Insiden Diving Bastoni
Alessandro Bastoni menjadi sorotan utama setelah melakukan diving dalam laga Inter Milan menghadapi Juventus di Stadion Giuseppe Meazza pada Minggu, 15 Februari 2026. Aksi tersebut berujung pada kartu merah untuk pemain Juventus, Pierre Kalulu, yang menerima kontak ringan dari Bastoni.
Bek Inter itu terlihat berakting jatuh setelah kontak minimal dari Kalulu, yang kemudian membuat wasit Federico La Penna memberikan kartu kuning kedua kepada pemain Juventus tersebut. Momen ini tidak hanya menuai kritik terhadap sang wasit, tetapi juga terhadap Bastoni yang dituding melakukan simulasi. Terlebih lagi, Bastoni terlihat ikut bersorak saat Kalulu diusir dari lapangan.
Kecaman Fabio Capello
Fabio Capello, melalui kolomnya di Gazzetta dello Sport, mengecam keras aksi Bastoni. Ia menyayangkan pemain dengan kualitas internasional seperti Bastoni melakukan trik semacam itu.
“Ada dua hal yang sangat mengganggu saya. Yang pertama: seorang pemain seperti Bastoni, yang memiliki kualitas internasional dan menjadi tokoh kunci di tim nasional kami, tidak boleh dan, yang lebih penting, tidak boleh bertindak seperti itu,” tulis Capello, seperti dikutip oleh Football-Italia.
“Sangat menyedihkan bagi semua penggemar sepakbola melihatnya menipu wasit dengan simulasi yang jelas. Terutama karena dia sudah mendapat kartu kuning dan berisiko mendapat kartu kuning kedua,” kecamnya.
Advertisement
Kritik Terhadap Cristian Chivu
Capello juga mengungkapkan kekecewaannya terhadap komentar Cristian Chivu, pelatih Inter Milan. Chivu dinilai memberikan kesan membenarkan aksi Bastoni, meskipun ia menarik sang bek keluar lapangan di babak kedua.

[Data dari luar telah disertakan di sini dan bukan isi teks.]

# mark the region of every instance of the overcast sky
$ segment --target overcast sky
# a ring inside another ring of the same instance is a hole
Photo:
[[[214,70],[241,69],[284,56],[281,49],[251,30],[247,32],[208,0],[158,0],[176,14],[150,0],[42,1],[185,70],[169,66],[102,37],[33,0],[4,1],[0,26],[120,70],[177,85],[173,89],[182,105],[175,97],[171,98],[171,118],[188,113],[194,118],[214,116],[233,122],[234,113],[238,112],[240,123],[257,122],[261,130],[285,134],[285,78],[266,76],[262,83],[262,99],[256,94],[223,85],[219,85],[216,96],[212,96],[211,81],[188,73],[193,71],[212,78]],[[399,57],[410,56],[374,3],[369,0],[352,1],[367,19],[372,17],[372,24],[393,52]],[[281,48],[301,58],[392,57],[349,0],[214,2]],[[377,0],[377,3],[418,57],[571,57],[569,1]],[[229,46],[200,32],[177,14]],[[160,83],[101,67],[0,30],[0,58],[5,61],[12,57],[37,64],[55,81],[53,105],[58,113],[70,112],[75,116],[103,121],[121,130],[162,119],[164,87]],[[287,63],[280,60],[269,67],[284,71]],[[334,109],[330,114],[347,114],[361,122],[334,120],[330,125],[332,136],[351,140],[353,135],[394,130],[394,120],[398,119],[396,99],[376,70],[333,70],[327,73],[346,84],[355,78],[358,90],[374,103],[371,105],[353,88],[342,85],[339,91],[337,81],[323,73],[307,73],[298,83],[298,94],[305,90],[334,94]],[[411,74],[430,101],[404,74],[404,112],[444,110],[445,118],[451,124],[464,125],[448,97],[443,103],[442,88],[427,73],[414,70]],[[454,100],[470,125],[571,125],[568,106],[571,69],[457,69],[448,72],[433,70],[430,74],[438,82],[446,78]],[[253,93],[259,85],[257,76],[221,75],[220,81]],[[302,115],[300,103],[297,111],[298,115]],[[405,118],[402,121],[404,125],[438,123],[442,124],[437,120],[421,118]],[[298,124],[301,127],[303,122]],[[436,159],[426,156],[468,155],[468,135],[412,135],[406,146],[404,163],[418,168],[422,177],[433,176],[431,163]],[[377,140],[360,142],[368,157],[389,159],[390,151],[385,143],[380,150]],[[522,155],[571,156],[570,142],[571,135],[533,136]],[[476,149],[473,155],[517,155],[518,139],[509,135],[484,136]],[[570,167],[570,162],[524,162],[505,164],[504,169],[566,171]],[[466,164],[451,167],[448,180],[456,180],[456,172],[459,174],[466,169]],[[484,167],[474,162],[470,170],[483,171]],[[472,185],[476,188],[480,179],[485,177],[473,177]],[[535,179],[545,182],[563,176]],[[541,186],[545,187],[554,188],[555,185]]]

“Saya mengenal Chivu dengan baik, karena dia pernah menjadi pemain saya di Roma, tetapi kata-katanya setelah pertandingan sangat mengecewakan saya. Pelatih Inter tidak konsisten dengan apa yang dia katakan sebelum pertandingan, dan pada akhirnya, dia memberi kesan seolah-olah membenarkan apa yang terjadi,” tulis Capello.
“Namun, lebih dari kata-katanya, tindakan Chivu yang lebih penting. Dia mengganti Bastoni di babak pertama karena dia tahu persis bahwa dia akan berisiko jika tetap di lapangan. Saya mengharapkan pernyataan dengan nada yang sangat berbeda, terutama setelah kemenangan,” tambah Fabio Capello.
Aksi diving dan kontroversi di sekitar pertandingan Inter Milan vs Juventus ini menjadi perbincangan hangat di dunia sepak bola Italia.